A ponzi is when an investment that supposedly produces a return actually pays the funds needed to deliver that return from new entrants to the scheme rather than productive enterprise.
Given that there’s literally no productive return-producing enterprise underpinning any of this it’s totally fine to consider the word ponzi at least loosely applicable to the entire concept of cryptocurrency as practiced.
>>CPLX+(OP)
By this definition most crypto wouldn‘t be a ponzi.
E.g. bitcoin doesn‘t claim that funds are invested in productive entreprise.

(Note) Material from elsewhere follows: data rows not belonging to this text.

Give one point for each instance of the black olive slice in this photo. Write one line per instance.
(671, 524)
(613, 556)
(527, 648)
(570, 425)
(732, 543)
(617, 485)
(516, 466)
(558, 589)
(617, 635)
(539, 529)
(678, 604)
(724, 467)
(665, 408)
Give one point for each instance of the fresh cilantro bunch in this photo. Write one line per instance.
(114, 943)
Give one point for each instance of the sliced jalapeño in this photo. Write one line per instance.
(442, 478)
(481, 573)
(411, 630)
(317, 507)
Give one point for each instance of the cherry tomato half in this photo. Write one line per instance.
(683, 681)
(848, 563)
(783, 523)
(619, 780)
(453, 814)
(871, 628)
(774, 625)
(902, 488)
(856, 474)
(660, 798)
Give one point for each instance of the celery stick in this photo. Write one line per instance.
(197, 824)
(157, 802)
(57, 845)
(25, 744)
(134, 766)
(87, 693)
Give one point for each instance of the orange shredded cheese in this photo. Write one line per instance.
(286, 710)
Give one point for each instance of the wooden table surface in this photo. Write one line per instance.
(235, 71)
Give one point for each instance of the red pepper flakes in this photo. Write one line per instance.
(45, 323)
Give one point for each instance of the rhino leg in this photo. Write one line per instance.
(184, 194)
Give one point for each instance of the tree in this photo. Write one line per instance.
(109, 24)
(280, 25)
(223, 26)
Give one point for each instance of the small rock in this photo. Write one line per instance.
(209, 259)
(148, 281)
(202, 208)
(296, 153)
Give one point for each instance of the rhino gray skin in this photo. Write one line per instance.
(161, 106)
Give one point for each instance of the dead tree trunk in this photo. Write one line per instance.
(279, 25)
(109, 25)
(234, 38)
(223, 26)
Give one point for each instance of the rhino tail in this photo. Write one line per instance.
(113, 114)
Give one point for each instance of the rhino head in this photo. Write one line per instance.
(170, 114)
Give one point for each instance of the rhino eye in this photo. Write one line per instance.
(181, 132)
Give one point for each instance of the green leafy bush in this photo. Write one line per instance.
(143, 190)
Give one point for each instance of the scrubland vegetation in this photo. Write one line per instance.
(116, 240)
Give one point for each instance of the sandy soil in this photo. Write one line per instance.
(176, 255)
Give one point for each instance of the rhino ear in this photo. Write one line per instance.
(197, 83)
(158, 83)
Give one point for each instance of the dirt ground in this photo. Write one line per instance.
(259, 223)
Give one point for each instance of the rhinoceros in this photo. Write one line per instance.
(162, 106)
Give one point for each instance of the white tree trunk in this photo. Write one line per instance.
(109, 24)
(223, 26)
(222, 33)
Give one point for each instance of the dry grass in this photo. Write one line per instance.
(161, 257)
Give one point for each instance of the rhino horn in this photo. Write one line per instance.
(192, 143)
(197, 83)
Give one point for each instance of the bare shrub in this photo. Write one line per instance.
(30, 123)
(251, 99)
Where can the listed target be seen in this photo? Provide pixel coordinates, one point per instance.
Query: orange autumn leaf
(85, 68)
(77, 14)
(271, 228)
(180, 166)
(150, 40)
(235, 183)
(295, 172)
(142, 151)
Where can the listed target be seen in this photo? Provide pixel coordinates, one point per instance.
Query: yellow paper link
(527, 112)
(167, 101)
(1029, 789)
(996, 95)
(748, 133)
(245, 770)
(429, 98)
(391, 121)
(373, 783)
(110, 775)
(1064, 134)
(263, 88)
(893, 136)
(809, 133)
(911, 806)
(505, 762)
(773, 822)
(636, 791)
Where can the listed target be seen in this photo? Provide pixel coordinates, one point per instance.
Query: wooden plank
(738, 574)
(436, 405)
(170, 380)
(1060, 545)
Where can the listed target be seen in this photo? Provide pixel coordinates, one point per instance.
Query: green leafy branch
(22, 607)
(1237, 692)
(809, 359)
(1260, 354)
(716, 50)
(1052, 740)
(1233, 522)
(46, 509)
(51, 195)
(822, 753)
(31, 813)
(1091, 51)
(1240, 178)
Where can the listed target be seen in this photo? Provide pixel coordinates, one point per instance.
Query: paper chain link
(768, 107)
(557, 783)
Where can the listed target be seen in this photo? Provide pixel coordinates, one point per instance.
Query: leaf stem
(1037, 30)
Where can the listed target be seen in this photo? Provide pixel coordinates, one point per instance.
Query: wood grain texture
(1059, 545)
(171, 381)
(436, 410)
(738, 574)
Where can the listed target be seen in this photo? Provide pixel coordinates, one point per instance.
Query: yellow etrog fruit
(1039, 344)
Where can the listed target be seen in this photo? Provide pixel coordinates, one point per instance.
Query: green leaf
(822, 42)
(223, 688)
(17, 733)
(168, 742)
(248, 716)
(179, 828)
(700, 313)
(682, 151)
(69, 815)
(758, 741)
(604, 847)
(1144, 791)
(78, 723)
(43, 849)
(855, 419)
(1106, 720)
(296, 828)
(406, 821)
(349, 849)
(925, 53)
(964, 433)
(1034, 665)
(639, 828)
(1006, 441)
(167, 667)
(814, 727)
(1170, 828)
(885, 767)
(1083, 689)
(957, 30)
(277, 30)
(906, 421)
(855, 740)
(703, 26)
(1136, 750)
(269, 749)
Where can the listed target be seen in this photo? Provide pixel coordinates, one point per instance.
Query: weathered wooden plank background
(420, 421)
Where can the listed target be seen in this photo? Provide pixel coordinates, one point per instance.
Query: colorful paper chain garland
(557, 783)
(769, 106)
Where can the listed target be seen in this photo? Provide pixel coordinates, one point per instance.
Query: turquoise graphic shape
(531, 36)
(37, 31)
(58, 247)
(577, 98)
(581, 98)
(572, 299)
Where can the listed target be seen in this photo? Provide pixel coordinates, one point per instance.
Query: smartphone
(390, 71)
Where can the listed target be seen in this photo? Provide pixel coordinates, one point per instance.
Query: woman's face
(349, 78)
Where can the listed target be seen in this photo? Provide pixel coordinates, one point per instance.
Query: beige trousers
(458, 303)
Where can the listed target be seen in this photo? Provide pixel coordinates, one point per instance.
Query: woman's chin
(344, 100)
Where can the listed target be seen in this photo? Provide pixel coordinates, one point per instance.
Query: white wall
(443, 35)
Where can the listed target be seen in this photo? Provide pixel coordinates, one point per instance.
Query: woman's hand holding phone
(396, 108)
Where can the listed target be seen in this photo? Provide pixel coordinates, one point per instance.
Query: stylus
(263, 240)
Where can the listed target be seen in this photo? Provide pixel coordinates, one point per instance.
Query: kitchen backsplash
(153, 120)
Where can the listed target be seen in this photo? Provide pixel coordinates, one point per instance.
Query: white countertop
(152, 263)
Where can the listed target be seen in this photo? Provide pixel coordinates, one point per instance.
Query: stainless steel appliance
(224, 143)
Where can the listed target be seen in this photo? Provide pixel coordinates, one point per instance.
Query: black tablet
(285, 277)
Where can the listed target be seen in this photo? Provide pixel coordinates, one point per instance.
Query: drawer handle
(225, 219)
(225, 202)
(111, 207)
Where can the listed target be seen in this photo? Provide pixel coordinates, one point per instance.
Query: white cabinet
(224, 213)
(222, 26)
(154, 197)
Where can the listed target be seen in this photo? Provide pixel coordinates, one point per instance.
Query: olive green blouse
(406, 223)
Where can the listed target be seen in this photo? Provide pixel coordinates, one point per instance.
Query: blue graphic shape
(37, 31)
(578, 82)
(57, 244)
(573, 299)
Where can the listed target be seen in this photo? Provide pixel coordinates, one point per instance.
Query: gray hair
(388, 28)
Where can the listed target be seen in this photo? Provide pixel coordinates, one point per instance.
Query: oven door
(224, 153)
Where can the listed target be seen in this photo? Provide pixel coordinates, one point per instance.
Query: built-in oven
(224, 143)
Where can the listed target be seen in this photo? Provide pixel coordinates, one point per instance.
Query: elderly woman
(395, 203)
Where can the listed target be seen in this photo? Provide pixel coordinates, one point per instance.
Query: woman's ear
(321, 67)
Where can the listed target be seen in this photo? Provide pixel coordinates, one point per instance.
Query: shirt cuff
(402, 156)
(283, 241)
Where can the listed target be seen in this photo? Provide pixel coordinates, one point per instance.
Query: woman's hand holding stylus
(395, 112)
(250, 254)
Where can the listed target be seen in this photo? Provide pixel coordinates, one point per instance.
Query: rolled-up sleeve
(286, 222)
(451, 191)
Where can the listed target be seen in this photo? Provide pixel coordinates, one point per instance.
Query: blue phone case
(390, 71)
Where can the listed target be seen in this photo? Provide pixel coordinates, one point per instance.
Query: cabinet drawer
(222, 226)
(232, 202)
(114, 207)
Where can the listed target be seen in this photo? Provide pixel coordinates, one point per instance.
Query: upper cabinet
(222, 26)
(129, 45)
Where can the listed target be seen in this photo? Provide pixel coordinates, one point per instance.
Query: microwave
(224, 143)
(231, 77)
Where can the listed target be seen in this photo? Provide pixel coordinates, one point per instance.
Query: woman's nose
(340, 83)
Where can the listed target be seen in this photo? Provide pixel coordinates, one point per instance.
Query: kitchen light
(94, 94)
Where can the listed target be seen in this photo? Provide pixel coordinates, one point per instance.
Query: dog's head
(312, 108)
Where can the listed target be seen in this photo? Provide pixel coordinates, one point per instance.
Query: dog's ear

It is clear that it is only a value store (like gold). Whether it is any good at storing value long term, we will see.
>>daanlo+Tq
Bitcoin proponents definitely (for a time) claimed that it was Bitcoin's utility as a currency that gave it value in the first place. That everyone would need some because everyone would use it to transact. That's a claim of an inherent investment value that didn't actually exist, making Bitcoin exactly like a distributed Ponzi scheme.
>>spanka+Rz
It was originally created to be a form of non-fiat democratized currency. It is exactly that even though it's not its most popular use which is as a store of value. I don't see how that makes it a Ponzi scheme. I buy things with it a few times per year and do my degenerate sports gambling with it all the time. It works within seconds for almost no cost.